The pier was built, but no dredging was done. The proof shows that at all times except at high tide the surface of the land beneath the waters in the vicinity of the pier is visible and boats cannot approach the pier and tie up at it. Consequently, except during high tide the pier is not available to boats and no marina exists. On these facts the landlord contends that there has been a material breach of the lease. *508The tenant’s first contention is that the lease is ambiguous and should be construed against the landlord who drew it. The law is as contended (Evelyn Bldg. Corp. v. City of New York, 257 N. Y. 501) but we find no ambiguity. The lease contains an amplification of the clause quoted above which reads: ‘ ‘ Lessee at its own cost and expense shall do such dredging from time to time during the term hereby created as shall be necessary in order to maintain a depth of water adjacent to the demised premises sufficient to operate the marina.”

Tenant respondent’s second contention, which was adopted by the trial court, was that there had been substantial compliance with the terms of the lease. This is based on the fact that the lease provides for certain minimum expenditures in the preparation of the site and erection of structures, and the tenant spent more than these sums. Also it is claimed that dredging is only one of many operations called for and the others were all performed in accordance with the lease.-

The doctrine of substantial performance has principal application in building contracts (Niemam-Irving & Co. v. Lazenby, 263 N. Y. 91, 94). It is that where there is not complete performance there can be recovery where the omission or defect is trivial and can be adjusted by making an allowance against the contract price (Jacob & Youngs v. Kent, 230 N. Y. 239). But the doctrine has no application where there has been no performance at all in regard to a material portion of the contract (6 Williston, Contracts, [3d ed.], § 842, p. 165).

As regards a lease, the situation is somewhat different. There the questions are whether there has been a breach of a covenant and, if so, whether the covenant is material. As to whether there was in fact a breach, if the covenant concerns repairs or construction a rule similar to the rule in building cases has been applied (Ogden v. Hamer, 268 App. Div. 751). But here, applying the rule would be no help to the tenant. The covenant was not performed at all. The performance of the other covenants is irrelevant on any issue of substantial performance.

The materiality of the covenant has not been questioned. Under the circumstances it would appear that there is no substantial issue on this point. This is not the usual situation where a landowner leases for profit and the covenants are designed to insure collection of the rent and preservation of the property. Here the main purpose of the city was not to utilize the land for its gain but rather to make available certain specified services to the public. Rather than provide the services itself, the city elected to do it through the medium of renting the land to one who was required by the lease to provide them. *509The covenants of the lease are designed to this end. Among the services was the providing of certain facilities to people using small 'boats. Failure to comply with the covenant in question resulted in a failure to have these services available. Obviously it affected • one of the purposes of the lease and, hence, was indubitably material.

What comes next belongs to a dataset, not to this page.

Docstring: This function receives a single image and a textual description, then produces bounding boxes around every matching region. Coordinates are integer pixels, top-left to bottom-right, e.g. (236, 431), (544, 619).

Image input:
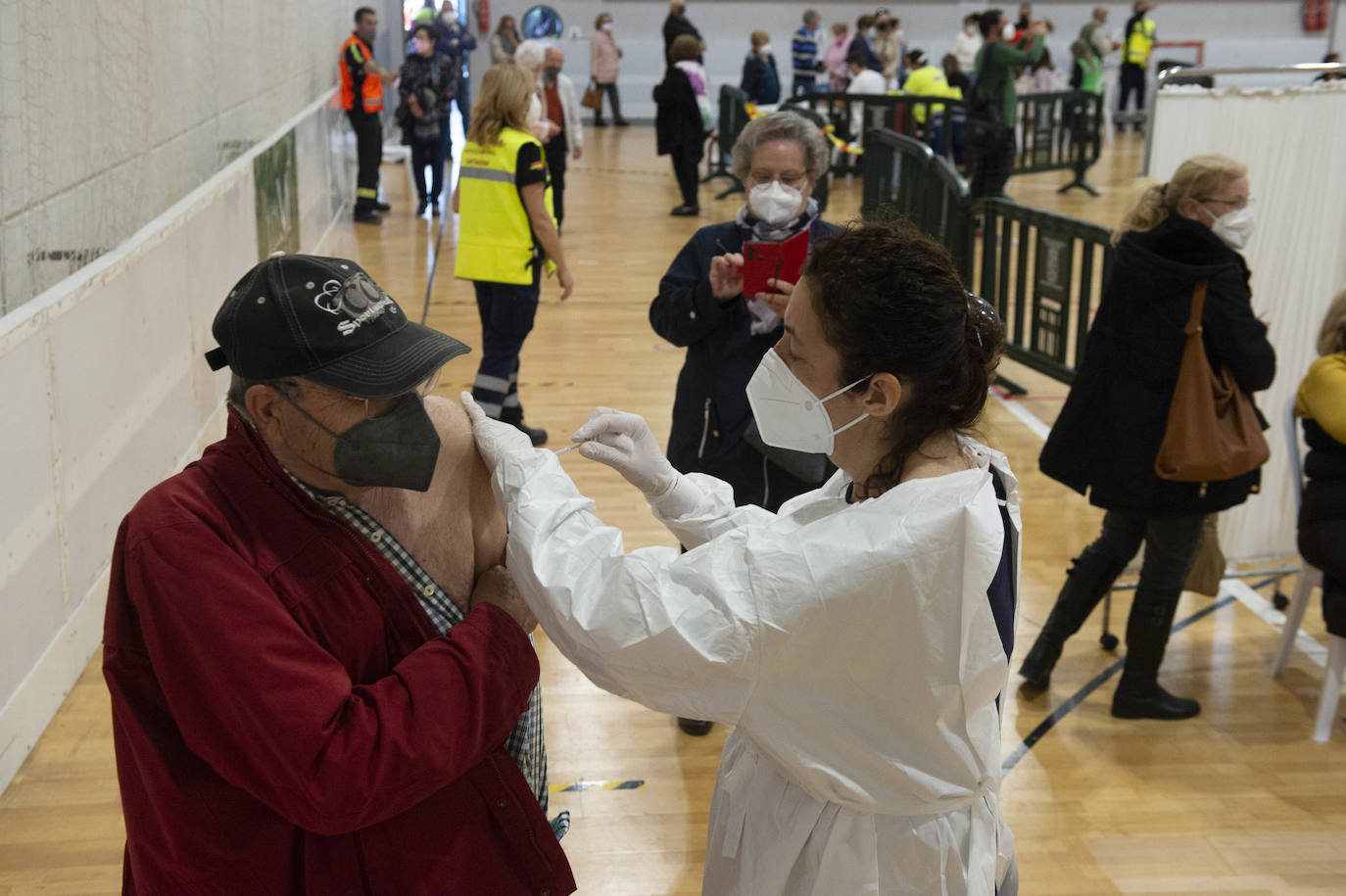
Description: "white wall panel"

(0, 91), (350, 788)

Lastly, no question of waiver was at any time raised in the case. So the lapse of time, both from the time when the dredging should have been done and the initiation of proceedings and the protraction of the latter, is not considered.

The determination of the Civil Court (then Municipal Court) and the Appellate Term should be reversed and the petition granted without costs.

Botein, P. J., Breitel, Eager and Staley, JJ., concur.

Determination of the Appellate Term and final order of the Municipal Court unanimously reversed on the law and on the facts, and the petition granted, without costs and without disbursements.